In my role as an educator of financial planners, I get asked a lot of great and thought-provoking questions. Someone recently asked me a really powerful question, “How can I advance my career?”
This question really made me stop and think about the best advice I could give. Every financial planner is different, so there are countless specific answers to this question. The exact advice I would give you would depend on things like your personality, work situation, motivation, and goals.
But what it all boils down to is giving that extra 10%.
Most people in the financial planning profession can do the job 80% to 90% of the way. But if you want to excel and stand out among your colleagues, you need to be willing to take your work that extra 10%.
Going Above and Beyond
What does it actually mean to go the extra 10%?
Again, the specifics will depend on your career, job, clients, and personality. But basically, it means doing everything you can to help each element of your work succeed.

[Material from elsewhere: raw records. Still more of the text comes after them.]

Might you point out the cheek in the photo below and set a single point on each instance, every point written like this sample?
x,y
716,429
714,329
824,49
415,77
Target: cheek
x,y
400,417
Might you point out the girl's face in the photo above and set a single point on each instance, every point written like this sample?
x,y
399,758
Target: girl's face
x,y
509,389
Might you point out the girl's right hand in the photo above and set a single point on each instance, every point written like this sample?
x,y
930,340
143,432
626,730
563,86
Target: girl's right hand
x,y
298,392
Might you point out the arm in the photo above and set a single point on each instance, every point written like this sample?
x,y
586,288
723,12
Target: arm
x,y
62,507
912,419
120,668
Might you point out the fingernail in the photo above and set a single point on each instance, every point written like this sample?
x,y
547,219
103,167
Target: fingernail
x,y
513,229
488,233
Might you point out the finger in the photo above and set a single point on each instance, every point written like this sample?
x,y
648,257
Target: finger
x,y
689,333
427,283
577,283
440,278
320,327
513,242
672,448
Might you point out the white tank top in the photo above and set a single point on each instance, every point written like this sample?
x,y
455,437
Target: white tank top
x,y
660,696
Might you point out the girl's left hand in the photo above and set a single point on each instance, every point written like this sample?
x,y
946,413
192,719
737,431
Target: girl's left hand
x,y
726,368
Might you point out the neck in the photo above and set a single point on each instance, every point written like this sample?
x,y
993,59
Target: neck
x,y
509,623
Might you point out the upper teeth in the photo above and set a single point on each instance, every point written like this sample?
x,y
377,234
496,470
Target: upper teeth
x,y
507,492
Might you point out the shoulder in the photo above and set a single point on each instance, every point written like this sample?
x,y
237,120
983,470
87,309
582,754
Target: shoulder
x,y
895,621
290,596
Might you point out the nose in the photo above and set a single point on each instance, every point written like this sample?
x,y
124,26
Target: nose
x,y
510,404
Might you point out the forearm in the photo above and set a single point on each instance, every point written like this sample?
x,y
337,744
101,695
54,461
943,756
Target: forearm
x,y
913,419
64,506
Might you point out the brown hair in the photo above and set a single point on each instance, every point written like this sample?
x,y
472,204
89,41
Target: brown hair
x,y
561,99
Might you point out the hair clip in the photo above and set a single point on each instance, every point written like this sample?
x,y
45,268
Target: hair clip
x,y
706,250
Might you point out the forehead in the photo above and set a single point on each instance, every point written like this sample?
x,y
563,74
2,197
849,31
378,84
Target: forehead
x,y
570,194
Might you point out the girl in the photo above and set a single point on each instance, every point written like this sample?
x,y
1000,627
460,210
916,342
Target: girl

For example, if you are a paraplanner, take the time to really dig into your assignments and create your best work. Focus on all the little details so that the planner you’re working with doesn’t need to make any changes once you turn it in.
You can also apply this idea to client work. Think about ways you can give a little extra to your clients to make their side of your partnership easier. Maybe that means communicating with them over the phone even if you usually prefer email. Or creating a comprehensive sample budget for a client who struggles with small details.

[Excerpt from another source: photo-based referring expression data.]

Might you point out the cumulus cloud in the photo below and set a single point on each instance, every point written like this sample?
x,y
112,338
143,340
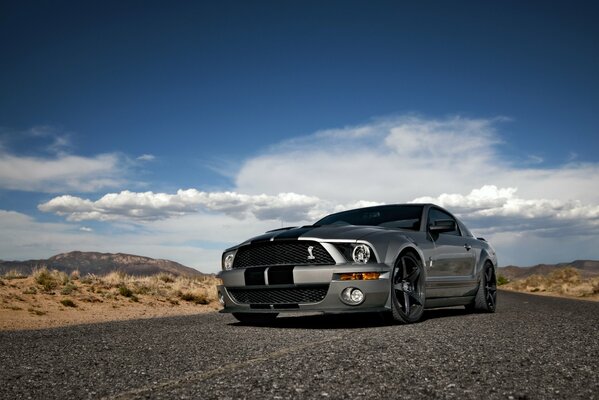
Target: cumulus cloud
x,y
500,209
22,237
59,174
146,157
526,207
149,206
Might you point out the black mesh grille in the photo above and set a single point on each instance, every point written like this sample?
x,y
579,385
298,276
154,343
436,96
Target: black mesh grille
x,y
282,253
279,296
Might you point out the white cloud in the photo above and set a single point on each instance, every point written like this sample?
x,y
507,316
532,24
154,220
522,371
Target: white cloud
x,y
524,209
146,157
149,206
22,237
61,173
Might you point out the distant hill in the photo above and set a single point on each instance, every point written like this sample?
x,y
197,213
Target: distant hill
x,y
100,264
586,268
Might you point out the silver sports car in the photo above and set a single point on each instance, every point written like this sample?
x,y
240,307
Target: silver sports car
x,y
397,259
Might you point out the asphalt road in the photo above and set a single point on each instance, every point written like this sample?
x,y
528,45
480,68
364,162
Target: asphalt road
x,y
533,348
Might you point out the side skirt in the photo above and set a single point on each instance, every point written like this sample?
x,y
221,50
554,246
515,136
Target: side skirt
x,y
448,302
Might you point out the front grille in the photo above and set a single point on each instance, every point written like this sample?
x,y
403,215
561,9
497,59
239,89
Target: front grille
x,y
282,253
279,296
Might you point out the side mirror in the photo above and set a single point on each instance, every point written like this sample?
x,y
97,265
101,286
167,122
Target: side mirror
x,y
442,226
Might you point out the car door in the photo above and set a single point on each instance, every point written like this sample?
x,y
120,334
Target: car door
x,y
451,267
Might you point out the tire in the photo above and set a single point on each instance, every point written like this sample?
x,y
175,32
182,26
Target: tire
x,y
407,289
486,296
255,318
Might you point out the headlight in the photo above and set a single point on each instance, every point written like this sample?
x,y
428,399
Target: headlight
x,y
228,260
357,252
361,254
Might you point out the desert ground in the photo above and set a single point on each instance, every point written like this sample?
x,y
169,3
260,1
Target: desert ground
x,y
563,282
48,299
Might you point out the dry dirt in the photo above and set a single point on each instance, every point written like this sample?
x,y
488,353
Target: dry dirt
x,y
565,282
25,303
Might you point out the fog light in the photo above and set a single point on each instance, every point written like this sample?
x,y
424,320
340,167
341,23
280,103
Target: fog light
x,y
352,296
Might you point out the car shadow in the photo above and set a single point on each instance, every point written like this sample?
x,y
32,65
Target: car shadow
x,y
349,320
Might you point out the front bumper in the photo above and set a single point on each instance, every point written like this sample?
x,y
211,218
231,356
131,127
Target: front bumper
x,y
267,298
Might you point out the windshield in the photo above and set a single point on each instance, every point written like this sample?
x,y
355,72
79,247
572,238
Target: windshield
x,y
402,216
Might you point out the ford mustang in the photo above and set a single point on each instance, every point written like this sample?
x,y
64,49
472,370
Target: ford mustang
x,y
396,259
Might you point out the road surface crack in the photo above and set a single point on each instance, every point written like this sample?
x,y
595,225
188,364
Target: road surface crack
x,y
198,376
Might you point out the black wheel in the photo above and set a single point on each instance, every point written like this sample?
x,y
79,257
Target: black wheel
x,y
486,296
254,318
407,290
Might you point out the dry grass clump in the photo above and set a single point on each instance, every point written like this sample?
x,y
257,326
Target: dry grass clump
x,y
13,274
49,280
68,303
113,288
564,281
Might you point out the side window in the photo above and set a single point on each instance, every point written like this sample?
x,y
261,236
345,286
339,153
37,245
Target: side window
x,y
434,214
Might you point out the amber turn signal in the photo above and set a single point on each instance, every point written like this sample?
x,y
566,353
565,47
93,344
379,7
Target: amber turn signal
x,y
360,276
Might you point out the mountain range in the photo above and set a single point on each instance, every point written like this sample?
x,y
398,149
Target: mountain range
x,y
100,264
104,263
586,268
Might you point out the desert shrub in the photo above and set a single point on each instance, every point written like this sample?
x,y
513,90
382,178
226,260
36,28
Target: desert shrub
x,y
14,274
68,303
36,312
30,290
45,278
89,279
197,298
563,275
68,288
143,289
166,278
125,291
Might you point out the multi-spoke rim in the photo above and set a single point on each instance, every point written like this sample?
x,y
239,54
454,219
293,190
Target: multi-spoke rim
x,y
490,288
408,285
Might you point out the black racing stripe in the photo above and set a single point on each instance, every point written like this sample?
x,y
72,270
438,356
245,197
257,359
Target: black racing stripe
x,y
293,233
280,275
254,276
263,238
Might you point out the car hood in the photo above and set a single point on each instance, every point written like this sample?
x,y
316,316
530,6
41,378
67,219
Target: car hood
x,y
328,232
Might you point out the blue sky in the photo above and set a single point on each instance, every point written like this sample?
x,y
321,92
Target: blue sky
x,y
237,100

As your career evolves, the specifics of what it means to go the extra 10% will change. But the mindset stays the same, and that’s what matters the most.
What About Personal Boundaries?
As a financial planner, it’s important to create boundaries for yourself. Make sure you know what you are willing and not willing to do.
Giving that extra 10% doesn’t mean that you should ignore your boundaries. But I think there are a lot of cases when you can do a little extra or take a different approach in a way that doesn’t violate those personal boundaries. And spending a little time figuring out how to do that will pay off big in your career.
Give Your Best in Your Career
For most people in this profession, I think the key to long-term career success is being willing to give that extra 10% consistently. It’s easy to do the job “most of the way,” but it takes more commitment to go the extra step and make sure you are giving the absolute best experience to each client and coworker.
It takes some forethought to figure out how to give of yourself that way without crossing your own boundaries. But spending a little time figuring out how to do that will be hugely beneficial in your career.